NEW YORK - Ryan Madson took more than a World Series ring out of last season.

By pitching several big innings in so many postseason games as the setup man for Brad Lidge, the 28-year-old righthander also gained enough confidence to convince himself he can be a quality closer.

After learning that Lidge was placed on the 15-day disabled list with a sprained right knee yesterday and that he had moved into the closer's role, Madson said he was ready.

"This year, yeah, more than the previous years, just because in the playoffs and World Series, every inning was big," Madson said before the Phillies opened a three-game series against the New York Mets at Citi Field. "I'm more prepared this year than I have been in the past."

With a searing fastball that frequently reaches 96 m.p.h. and a paralyzing change-up, Madson leaves little doubt that he has a closer's arsenal. He has had three save opportunities this season, blowing one. Overall, though, he has been outstanding. Madson went into last night's game with 12 straight scoreless appearances covering 102/3 innings. He had inherited five runners and allowed none to score. He had not allowed a run since May 16 and had given up only seven in his 29 appearances. Madson was 2-1 with a 2.22 ERA.

"I could have just done my thing in the seventh and eighth innings for the next couple years and been happy with that, but now I have to get it done so [Lidge] doesn't feel the pressure to rush back because we'll need him," Madson said.

Madson said the main difference between being a setup man and a closer is that a closer knows he is definitely going to pitch in certain situations.

"I guess it's nice to know when you'll definitely be coming in for one inning," he said.

Phillies manager Charlie Manuel sounded confident that Madson could do the job.

"He's definitely got the talent and I think he's earned a shot," Manuel said. "If Brad can't go, he's definitely the guy I want to put in there."

Phils add catcher

The Phillies called up well-traveled catcher Paul Bako from Reading to fill Lidge's spot on the roster.

The Phils signed Bako to a minor-league contract May 18. He was released by the Chicago Cubs late in spring training. The Phillies are Bako's 11th stop on a major-league journey that began with Detroit in 1998. He will be 37 on June 20.
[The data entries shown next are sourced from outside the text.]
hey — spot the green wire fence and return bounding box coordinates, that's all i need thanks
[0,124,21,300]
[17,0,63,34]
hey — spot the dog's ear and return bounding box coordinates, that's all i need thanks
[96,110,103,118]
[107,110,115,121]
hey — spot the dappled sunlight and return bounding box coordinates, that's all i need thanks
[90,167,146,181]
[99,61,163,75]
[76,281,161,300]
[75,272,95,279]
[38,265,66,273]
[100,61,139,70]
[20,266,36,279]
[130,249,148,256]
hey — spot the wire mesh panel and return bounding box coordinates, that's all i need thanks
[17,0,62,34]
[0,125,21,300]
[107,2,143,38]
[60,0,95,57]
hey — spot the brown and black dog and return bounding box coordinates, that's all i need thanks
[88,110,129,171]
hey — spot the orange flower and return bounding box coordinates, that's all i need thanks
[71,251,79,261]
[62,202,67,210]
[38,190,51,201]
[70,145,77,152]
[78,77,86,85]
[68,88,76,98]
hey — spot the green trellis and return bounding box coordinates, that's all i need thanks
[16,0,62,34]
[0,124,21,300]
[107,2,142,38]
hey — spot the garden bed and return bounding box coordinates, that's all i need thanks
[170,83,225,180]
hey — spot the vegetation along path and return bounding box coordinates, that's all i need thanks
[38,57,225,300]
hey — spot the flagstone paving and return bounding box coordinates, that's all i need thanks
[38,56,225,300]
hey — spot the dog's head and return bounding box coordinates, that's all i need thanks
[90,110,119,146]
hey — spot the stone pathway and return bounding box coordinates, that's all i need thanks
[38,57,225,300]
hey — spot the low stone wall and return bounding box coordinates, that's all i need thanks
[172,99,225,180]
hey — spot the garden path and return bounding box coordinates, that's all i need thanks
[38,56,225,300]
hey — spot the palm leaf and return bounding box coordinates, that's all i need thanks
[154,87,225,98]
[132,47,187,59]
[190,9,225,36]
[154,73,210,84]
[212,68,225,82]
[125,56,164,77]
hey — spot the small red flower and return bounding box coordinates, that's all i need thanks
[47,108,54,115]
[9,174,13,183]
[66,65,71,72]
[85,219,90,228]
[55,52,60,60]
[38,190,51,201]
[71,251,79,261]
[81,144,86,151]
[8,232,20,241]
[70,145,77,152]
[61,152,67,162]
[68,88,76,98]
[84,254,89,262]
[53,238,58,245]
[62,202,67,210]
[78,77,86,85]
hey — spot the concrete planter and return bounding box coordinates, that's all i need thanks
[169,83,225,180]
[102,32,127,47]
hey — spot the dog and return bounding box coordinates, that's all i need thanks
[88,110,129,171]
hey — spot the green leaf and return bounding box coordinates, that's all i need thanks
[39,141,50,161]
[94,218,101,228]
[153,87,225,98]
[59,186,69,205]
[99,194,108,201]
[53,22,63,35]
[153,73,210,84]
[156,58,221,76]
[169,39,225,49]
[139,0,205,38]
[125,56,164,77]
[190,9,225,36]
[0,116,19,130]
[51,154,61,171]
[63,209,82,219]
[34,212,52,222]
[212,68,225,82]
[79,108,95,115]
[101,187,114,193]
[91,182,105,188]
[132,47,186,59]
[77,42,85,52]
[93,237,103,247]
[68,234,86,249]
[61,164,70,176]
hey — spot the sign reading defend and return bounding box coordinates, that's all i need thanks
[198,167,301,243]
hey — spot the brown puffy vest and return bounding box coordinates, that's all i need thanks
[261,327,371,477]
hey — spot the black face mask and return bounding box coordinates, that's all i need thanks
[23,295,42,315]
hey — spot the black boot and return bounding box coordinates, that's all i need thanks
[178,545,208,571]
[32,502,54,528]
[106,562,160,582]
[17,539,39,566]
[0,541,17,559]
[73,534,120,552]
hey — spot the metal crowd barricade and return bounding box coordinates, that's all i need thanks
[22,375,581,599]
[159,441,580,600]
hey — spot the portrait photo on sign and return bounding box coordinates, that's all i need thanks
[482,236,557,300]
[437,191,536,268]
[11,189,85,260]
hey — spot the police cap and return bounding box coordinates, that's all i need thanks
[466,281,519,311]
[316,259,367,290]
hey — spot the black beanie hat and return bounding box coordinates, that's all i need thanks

Manuel said the addition of Bako would allow him to use Chris Coste as a righthanded pinch-hitter earlier in games. The Phillies have been searching for a righthanded pinch-hitter all season. John Mayberry Jr. briefly filled the role, but the team decided that Mayberry would be better served playing every day at Lehigh Valley.

"I can get Coste in the game against lefties from the sixth inning on instead of having to wait until the eighth or ninth, and sometimes he doesn't even get to hit," Manuel said.

In 10 games at Reading, Bako batted .357 with 10 RBIs.

The move means the Phillies will go with 12 pitchers.